Il 9 novembre 1905 “La Voce Cattolica” informava i propri lettori che lo stabilimento fotografico di Giuseppe Brunner, con sede a Trento in via Grazioli, si era aggiudicato la medaglia d’oro all’Esposizione internazionale della Società fotografica italiana, tenutasi quell’anno a Firenze. Il premio – precisava il giornale – era accompagnato da una somma di duecento lire. All’importante appuntamento Brunner si era presentato con “quadretti di genere e ritratti in grande formato”. Seguirono presto altri riconoscimenti, tra cui il titolo di fotografo pontificio concessogli da papa Pio X nel 1912, a seguito dell’esecuzione di un suo ritratto in Vaticano: lo si apprende da un articolo apparso nell’agosto dello stesso anno sul settimanale milanese “Pro Familia”.
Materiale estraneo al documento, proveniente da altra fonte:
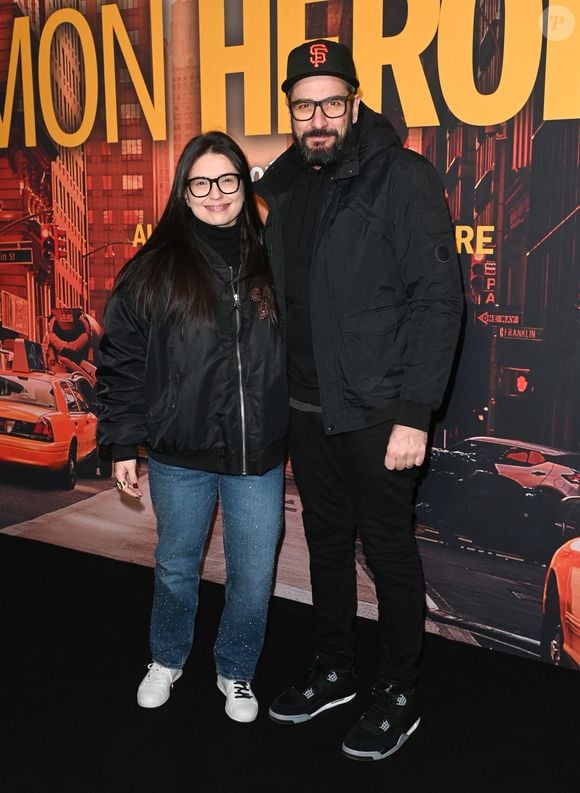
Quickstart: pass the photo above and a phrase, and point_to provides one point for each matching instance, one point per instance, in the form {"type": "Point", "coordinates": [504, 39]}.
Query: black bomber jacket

Nato a Trento nel 1871, Brunner vi morirà ottantenne nel 1951 dopo una lunga e onorata carriera. Tra i fotografi della sua generazione fu quello più vicino agli ambienti ecclesiastici, tanto che la sua opera più nota rimane una rielaborazione fotomeccanica del volto della Sindone. In collezione privata abbiamo rintracciato un esemplare di una delle opere premiate a Firenze: a tergo del cartoncino su cui è incollata la fotografia è indicato il titolo “Raggio di Sole!”, mentre una scritta autografa la qualifica come “Copia di uno dei quadri prem. all’Espos. di Firenze 1905. Omaggio dell’autore G. Brunner”.
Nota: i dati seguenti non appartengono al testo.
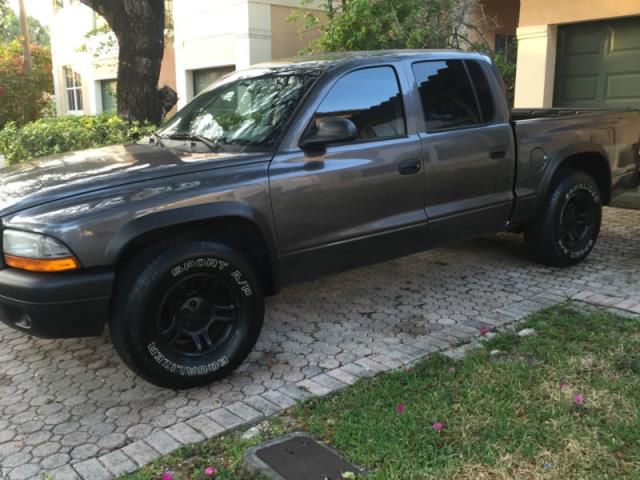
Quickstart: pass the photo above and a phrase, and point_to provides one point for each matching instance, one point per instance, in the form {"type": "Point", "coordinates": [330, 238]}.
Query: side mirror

L’immagine mostra una donna raccolta in preghiera nel transetto sinistro del duomo di Trento. Nella penombra del tempio romanico un fascio di luce colpisce
il pavimento e le antiche tombe che si ergono alle spalle della devota, creando un effetto luminoso di grande suggestione. La stampa rivela l’adesione del suo autore al pittorialismo, movimento assai diffuso tra la fine dell’Ottocento e i primi anni del Novecento, che intendeva riscattare la fotografia dalla sua funzione di mera riproduzione meccanica del reale per conferirle dignità artistica, anche attraverso l’uso di tecniche e processi atti a imitare la pittura. In questo caso l’effetto pittorico e la sgranatura dell’immagine sono stati ottenuti, con ogni probabilità, utilizzando la gomma bicromata. A qualificare lo scatto in senso artistico, peraltro, è il soggetto stesso, unito a ciò che Brunner chiamava “l’arte difficile di saper scegliere l’ora”.
Il risultato può ricordare i tanti interni di chiesa prodotti dalla pittura italiana di fine Ottocento, da Mosè Bianchi a Giovanni Segantini, da Ruben Santoro a Pio Joris.
L’interesse dell’immagine non si esaurisce nell’analisi del suo stile. Essa ci ha trasmesso un’atmosfera che è andata completamente perduta dopo le trasformazioni subite dall’assetto interno del duomo nel corso del XX secolo. Brunner ha documentato una situazione che sarebbe di lì a poco radicalmente mutata: alla parete settentrionale del transetto appaiono allineate cinque lastre tombali risalenti al tardo medioevo, ciascuna delle quali reca l’effigie a figura intera di un principe vescovo. Si tratta dei monumenti funerari di Giovanni Hinderbach, di Giorgio Hack, di un vescovo non identificato (forse Enrico di Metz: è proprio la tomba colpita dal raggio di sole), di Alberto Ortenburg e di Udalrico Frundsberg. Il loro ieratico incombere sulla donna orante è parte del fascino di questa fotografia. Le cinque tombe vescovili vennero rimosse dalla parete nel 1910 allo scopo di rimettere in vista e restaurare gli affreschi retrostanti, risalenti al XIV secolo.
Un intervento così invasivo nello spazio interno del duomo trovò giustificazione nel fatto che le lastre tombali non erano nella loro posizione originaria, poiché erano state sistemate nel transetto settentrionale solamente nel corso del XVIII secolo, dopo l’abbattimento della cripta duecentesca. Bisogna tuttavia riconoscere che l’intervento del 1910 produsse una ulteriore decontestualizzazione: dopo vario peregrinare, tre di esse approdarono nel 1975 nella ‘nuova’ basilica sotterranea di San Vigilio, mentre le altre due sono esposte dal 1995 nel Museo Diocesano.